There was a transition period — late called an implementation period — between Brexit day and the end of 2020. On 31 December, regulation 261 was amended by new regulations.

That amendment had taken effect by the time the Liptons’ case came before the Court of Appeal in March 2021. But the Supreme Court said the appeal judges should have applied the law that was in force at the time of their flight.

I won’t attempt to summarise the two different ways in which the Liptons’ claim could have been carried forward after the transition period. Lord Lloyd-Jones dissented on this point but nothing turns on it in this case.

“Staff illness, and the need to accommodate such illness on a daily basis, is a commonplace for any business,” said Lord Sales and Lady Rose. “Wear and tear of the aircraft and its component parts is not extraordinary. The wear and tear on people, manifesting itself in illness, should not be regarded as any different.”

Dealing with the airline’s claim that the pilot became unwell while off duty, the two justices said:

It does not matter whether the captain of this flight happened to fall ill an hour before he clocked on for work rather than half an hour afterwards.

It is unrealistic to say that the captain was only an inherent part of the airline’s operation when he had clocked on for work and that in the minutes leading up to that point he was somehow irrelevant to the air carrier’s activity…

If a crew is on a particularly tight schedule, with a meal then a flight then a rest and then a repeat for the return flight, how can it be safely worked out when, why or how the crew member actually fell ill?

Claims should not depend on investigations of that sort, the five justices agreed.

In a statement issued by Irwin Mitchell, their new solicitors, the Liptons said:

We see this as not just a win for ourselves but a victory for people who are prepared to fight for common sense and justice against corporate behemoths who have access to every resource.

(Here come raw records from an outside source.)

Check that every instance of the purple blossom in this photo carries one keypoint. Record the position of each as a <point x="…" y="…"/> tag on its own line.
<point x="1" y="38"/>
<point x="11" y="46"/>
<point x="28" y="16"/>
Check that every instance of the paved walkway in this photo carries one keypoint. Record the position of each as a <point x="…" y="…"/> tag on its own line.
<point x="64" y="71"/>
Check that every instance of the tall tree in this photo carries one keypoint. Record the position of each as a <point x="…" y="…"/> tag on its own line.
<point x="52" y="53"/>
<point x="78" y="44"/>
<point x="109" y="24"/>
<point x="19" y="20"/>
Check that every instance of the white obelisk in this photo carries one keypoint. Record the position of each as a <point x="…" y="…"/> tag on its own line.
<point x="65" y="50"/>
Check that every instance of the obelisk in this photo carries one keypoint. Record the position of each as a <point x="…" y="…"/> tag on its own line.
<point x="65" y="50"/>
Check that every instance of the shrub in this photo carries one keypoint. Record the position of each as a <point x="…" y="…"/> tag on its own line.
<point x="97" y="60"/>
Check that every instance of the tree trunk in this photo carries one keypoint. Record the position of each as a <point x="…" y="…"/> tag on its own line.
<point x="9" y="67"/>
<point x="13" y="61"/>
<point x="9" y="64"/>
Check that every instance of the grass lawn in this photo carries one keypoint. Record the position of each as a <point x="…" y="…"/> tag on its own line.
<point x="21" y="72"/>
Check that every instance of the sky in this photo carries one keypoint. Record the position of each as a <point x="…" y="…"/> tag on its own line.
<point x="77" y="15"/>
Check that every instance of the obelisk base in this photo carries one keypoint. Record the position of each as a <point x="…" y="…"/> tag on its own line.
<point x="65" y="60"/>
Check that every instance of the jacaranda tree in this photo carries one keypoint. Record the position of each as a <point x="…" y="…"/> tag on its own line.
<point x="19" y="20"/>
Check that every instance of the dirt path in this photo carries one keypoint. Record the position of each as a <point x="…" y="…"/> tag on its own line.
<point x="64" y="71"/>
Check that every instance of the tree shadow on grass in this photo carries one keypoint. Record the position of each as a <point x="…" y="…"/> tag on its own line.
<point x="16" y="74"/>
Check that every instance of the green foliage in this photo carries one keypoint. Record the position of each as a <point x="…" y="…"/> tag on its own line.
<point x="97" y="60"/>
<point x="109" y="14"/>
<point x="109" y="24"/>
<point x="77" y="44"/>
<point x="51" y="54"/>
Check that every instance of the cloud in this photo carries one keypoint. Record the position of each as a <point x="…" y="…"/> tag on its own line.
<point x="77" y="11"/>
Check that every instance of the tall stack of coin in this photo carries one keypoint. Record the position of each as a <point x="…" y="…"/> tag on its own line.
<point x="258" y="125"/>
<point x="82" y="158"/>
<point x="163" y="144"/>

We never wanted to be in this position but felt we had little choice but to continue our legal case, given the stance of the carrier all the way through this.

Their insistence to continue this battle to the highest court in the land has now met with the correct conclusion and our significantly smaller but no less wily team has succeeded against all odds.

A spokesperson for British Airways said: “We are disappointed with this decision and respect the judgment of the court.”

I must declare an interest. I recently travelled to London on British Airways. My flight — BA483 on 30 June — landed 3 hours 28 minutes late. BA staff had told me at check-in that the incoming aircraft, which had been scheduled to leave London at 6.40am, did not take off until 8.35am because of crew shortages. Perhaps someone had been at the prawn sandwiches again.

Clearly, a delay of nearly two hours could not have been caused by unavoidable and extraordinary circumstances such as air traffic control restrictions or weather problems. The incoming flight BA402 picked up a further delay during a stopover, presumably because it had missed its original slot.

For a flight of more than 3,500km delayed by more than three hours — as this was — the compensation is now £520.

I put in a claim on 1 July, adding a few comments about the serious deterioration in BA’s service on this sector, and BA tell me my claim is “currently in the queue”. Perhaps they were waiting for yesterday’s ruling.

I’ll update readers here as soon as the airline decides my claim.